Students use social media to share their experiences. They write that in some universities, including the University of Tehran, they are now required to wear at least nun-like veils instead of the ordinary headscarf to cover their shoulders and that they cannot enter unless they do so. do not.
Since the hijab became compulsory in Iran, a few years after the 1979 Islamic revolution, all government offices and universities have had special officers monitoring women’s compliance with the rules of compulsory hijab and preventing those who do not. their standards of modesty to enter the premises.
Men whose clothes appeared “too Western”, too tight or those who wore short-sleeved shirts would also be turned away.
In major cities, most universities over the past two decades only required women to wear regular headscarves and long coats in black or other modest colors such as brown, beige, or gray, and ankle-length trousers, but not the long black veil (tchador) that completely covers the body from head to toe.

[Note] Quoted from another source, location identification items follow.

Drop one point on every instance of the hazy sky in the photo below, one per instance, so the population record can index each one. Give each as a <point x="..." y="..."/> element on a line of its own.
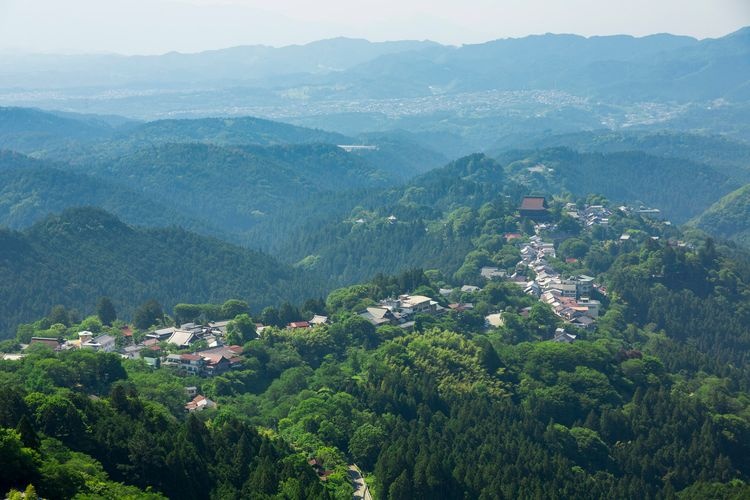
<point x="156" y="26"/>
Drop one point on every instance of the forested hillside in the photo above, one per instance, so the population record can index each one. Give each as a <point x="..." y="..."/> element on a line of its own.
<point x="723" y="154"/>
<point x="728" y="218"/>
<point x="427" y="223"/>
<point x="32" y="189"/>
<point x="680" y="188"/>
<point x="652" y="402"/>
<point x="76" y="257"/>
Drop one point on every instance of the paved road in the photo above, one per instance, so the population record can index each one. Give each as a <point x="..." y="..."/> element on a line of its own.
<point x="361" y="490"/>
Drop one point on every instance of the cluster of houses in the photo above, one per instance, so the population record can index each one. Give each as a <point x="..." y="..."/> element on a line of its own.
<point x="589" y="216"/>
<point x="85" y="340"/>
<point x="569" y="297"/>
<point x="401" y="311"/>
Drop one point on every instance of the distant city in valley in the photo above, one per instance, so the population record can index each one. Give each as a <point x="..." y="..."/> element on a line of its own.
<point x="377" y="270"/>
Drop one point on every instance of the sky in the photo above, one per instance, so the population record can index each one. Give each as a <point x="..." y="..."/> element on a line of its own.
<point x="159" y="26"/>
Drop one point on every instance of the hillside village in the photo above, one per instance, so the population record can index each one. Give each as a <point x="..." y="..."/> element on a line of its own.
<point x="202" y="350"/>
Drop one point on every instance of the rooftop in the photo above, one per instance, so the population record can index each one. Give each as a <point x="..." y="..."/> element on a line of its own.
<point x="534" y="203"/>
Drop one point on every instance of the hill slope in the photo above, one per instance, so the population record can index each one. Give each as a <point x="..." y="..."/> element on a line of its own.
<point x="681" y="189"/>
<point x="85" y="253"/>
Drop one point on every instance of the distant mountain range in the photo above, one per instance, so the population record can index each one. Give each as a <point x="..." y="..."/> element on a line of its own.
<point x="652" y="67"/>
<point x="728" y="218"/>
<point x="452" y="100"/>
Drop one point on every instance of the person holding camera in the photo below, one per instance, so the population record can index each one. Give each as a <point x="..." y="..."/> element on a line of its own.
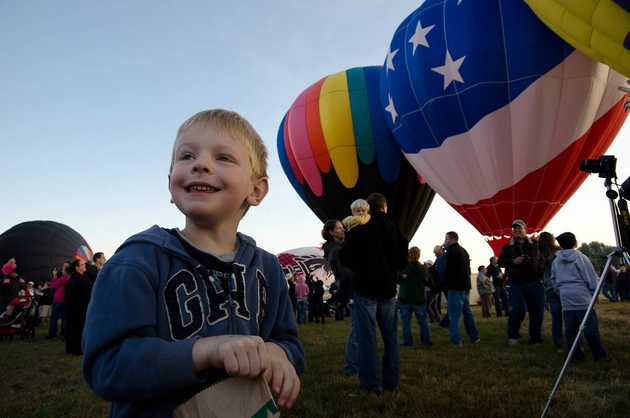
<point x="520" y="258"/>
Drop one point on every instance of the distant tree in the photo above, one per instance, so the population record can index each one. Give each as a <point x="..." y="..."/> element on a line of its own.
<point x="597" y="252"/>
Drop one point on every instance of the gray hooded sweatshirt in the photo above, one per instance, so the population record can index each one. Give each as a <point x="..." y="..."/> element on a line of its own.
<point x="573" y="275"/>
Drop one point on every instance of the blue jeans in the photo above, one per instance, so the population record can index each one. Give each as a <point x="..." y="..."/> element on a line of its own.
<point x="406" y="312"/>
<point x="368" y="313"/>
<point x="57" y="313"/>
<point x="500" y="300"/>
<point x="351" y="361"/>
<point x="528" y="297"/>
<point x="302" y="311"/>
<point x="572" y="321"/>
<point x="556" y="321"/>
<point x="458" y="305"/>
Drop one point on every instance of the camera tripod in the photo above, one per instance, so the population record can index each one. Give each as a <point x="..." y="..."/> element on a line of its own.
<point x="619" y="251"/>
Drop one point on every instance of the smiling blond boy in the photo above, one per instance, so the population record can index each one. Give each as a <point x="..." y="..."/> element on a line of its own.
<point x="174" y="309"/>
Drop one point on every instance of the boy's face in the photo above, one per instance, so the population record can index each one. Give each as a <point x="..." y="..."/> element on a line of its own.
<point x="359" y="211"/>
<point x="211" y="180"/>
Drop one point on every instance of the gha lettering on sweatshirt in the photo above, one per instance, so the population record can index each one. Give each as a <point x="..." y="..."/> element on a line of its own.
<point x="188" y="304"/>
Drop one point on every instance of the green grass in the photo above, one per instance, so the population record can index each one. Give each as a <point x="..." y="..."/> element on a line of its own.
<point x="489" y="379"/>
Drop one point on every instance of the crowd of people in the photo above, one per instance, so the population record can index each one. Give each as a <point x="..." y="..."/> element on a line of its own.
<point x="61" y="301"/>
<point x="176" y="310"/>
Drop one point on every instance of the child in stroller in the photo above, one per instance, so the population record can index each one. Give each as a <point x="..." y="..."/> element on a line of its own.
<point x="20" y="317"/>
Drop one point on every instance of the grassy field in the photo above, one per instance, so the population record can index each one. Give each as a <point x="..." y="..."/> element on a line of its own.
<point x="488" y="379"/>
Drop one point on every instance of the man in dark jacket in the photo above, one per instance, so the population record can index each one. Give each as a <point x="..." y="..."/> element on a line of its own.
<point x="375" y="252"/>
<point x="521" y="260"/>
<point x="457" y="282"/>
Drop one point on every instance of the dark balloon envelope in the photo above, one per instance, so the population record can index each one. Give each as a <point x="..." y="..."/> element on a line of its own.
<point x="335" y="147"/>
<point x="39" y="246"/>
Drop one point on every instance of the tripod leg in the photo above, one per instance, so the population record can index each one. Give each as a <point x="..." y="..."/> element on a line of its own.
<point x="577" y="337"/>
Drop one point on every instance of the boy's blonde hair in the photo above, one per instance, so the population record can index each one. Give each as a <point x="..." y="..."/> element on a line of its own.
<point x="360" y="204"/>
<point x="236" y="127"/>
<point x="414" y="254"/>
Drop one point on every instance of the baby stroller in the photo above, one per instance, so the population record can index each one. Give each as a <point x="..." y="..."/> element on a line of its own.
<point x="22" y="321"/>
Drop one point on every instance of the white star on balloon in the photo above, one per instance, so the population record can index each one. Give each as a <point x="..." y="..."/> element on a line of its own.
<point x="391" y="109"/>
<point x="390" y="60"/>
<point x="450" y="69"/>
<point x="420" y="36"/>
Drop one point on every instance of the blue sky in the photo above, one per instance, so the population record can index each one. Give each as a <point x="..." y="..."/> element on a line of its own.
<point x="93" y="92"/>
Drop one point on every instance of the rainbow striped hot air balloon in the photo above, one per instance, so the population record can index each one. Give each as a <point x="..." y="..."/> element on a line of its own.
<point x="335" y="147"/>
<point x="496" y="111"/>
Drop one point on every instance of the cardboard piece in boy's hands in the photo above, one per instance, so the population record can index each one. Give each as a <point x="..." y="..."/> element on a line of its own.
<point x="235" y="397"/>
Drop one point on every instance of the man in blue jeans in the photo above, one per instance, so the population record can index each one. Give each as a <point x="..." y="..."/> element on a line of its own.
<point x="457" y="282"/>
<point x="520" y="257"/>
<point x="375" y="252"/>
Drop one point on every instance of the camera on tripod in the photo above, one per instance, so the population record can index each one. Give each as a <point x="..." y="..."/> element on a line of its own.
<point x="606" y="167"/>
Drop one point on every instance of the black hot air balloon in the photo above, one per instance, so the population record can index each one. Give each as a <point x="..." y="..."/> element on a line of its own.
<point x="39" y="246"/>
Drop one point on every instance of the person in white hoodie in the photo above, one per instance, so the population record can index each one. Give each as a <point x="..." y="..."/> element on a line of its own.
<point x="572" y="273"/>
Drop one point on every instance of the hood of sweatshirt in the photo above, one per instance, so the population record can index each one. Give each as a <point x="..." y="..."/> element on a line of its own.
<point x="567" y="256"/>
<point x="160" y="237"/>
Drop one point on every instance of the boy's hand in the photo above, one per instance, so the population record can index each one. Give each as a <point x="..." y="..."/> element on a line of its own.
<point x="238" y="355"/>
<point x="281" y="376"/>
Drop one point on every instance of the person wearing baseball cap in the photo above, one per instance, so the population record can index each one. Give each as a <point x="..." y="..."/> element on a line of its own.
<point x="521" y="260"/>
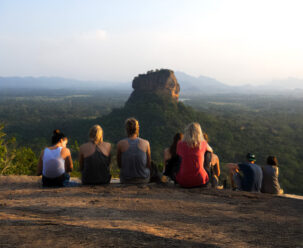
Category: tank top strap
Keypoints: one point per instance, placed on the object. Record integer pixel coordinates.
(133, 142)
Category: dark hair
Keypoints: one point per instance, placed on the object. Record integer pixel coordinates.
(57, 136)
(173, 147)
(251, 157)
(272, 160)
(205, 136)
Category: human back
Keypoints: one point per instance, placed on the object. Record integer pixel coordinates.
(95, 158)
(191, 150)
(55, 161)
(252, 176)
(133, 155)
(172, 160)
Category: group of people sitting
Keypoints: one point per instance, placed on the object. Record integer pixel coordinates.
(189, 162)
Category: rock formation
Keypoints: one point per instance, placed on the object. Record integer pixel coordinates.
(161, 82)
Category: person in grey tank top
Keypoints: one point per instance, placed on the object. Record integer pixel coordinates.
(133, 155)
(94, 159)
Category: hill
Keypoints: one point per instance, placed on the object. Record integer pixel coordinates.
(143, 216)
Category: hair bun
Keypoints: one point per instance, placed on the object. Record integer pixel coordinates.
(56, 131)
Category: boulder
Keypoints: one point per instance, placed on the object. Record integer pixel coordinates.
(161, 82)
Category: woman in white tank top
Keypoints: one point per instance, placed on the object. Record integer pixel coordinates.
(55, 162)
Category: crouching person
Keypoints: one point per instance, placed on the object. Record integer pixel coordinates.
(55, 162)
(246, 176)
(133, 155)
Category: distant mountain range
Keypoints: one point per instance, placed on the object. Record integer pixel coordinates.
(189, 85)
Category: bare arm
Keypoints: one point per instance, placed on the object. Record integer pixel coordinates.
(68, 159)
(232, 167)
(217, 165)
(208, 148)
(119, 153)
(148, 155)
(81, 160)
(40, 164)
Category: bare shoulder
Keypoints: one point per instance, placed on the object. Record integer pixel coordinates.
(215, 157)
(65, 151)
(83, 146)
(122, 142)
(143, 141)
(107, 145)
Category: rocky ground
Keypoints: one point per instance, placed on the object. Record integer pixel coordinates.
(144, 216)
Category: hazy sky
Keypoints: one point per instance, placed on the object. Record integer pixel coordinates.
(234, 41)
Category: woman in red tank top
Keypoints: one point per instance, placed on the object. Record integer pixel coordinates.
(191, 149)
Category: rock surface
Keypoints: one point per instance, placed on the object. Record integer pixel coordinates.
(150, 215)
(160, 82)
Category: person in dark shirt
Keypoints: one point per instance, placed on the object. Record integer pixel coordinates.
(246, 176)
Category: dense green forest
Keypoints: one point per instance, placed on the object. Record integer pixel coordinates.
(236, 124)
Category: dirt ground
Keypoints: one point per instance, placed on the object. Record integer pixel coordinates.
(144, 216)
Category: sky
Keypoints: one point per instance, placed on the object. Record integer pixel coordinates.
(234, 41)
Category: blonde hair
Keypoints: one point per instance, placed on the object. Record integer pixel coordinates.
(131, 126)
(193, 134)
(96, 134)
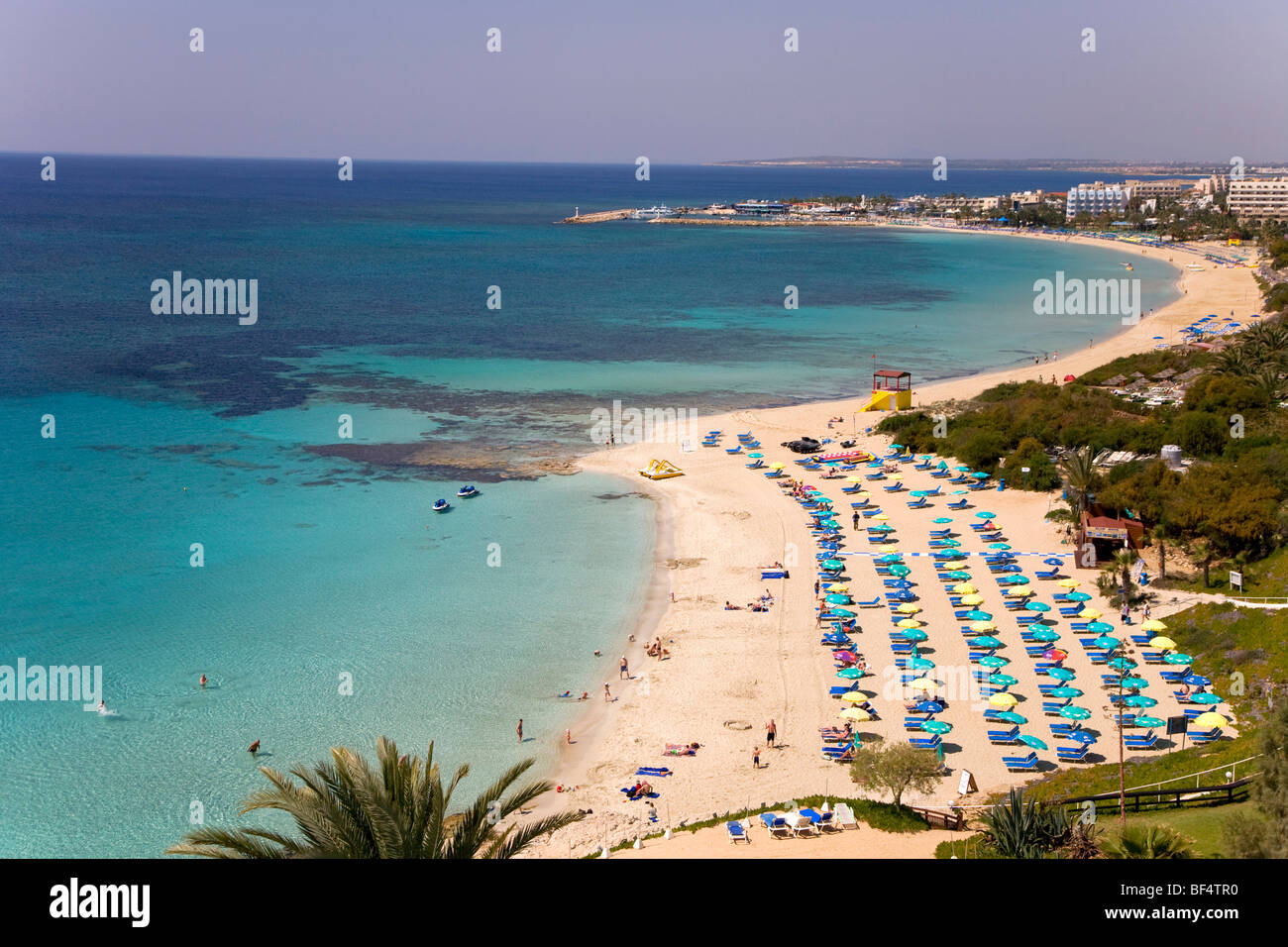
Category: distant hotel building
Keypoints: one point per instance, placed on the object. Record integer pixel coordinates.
(1096, 198)
(1172, 187)
(760, 208)
(1258, 200)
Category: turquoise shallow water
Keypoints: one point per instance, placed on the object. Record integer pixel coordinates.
(172, 431)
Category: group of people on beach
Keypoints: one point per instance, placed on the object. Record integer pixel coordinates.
(760, 604)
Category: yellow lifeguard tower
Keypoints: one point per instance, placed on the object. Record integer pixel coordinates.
(892, 390)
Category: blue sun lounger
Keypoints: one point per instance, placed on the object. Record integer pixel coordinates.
(776, 825)
(1021, 764)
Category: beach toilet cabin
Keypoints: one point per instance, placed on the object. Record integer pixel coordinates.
(892, 390)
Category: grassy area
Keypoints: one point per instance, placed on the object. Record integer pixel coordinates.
(885, 817)
(1202, 826)
(1103, 777)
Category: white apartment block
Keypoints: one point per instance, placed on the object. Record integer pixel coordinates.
(1258, 198)
(1096, 198)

However, universities in some smaller, more conservative cities have always required girls to wear headscarves. Many students, especially those from big cities studying in smaller towns, brought the veil with them to campus and only wore it when they were near the door.
Authorities have always promoted the long black veil as “the optimal (or best) type of hijab”, but only a fraction of Iranian women wear it regularly.
At some universities, even Islamic student unions have protested the tough new measures. “Universities are not military barracks and dormitories are not prisons,” the Islamic Union of Scientific and Technological Universities in Tehran said in a statement on Wednesday.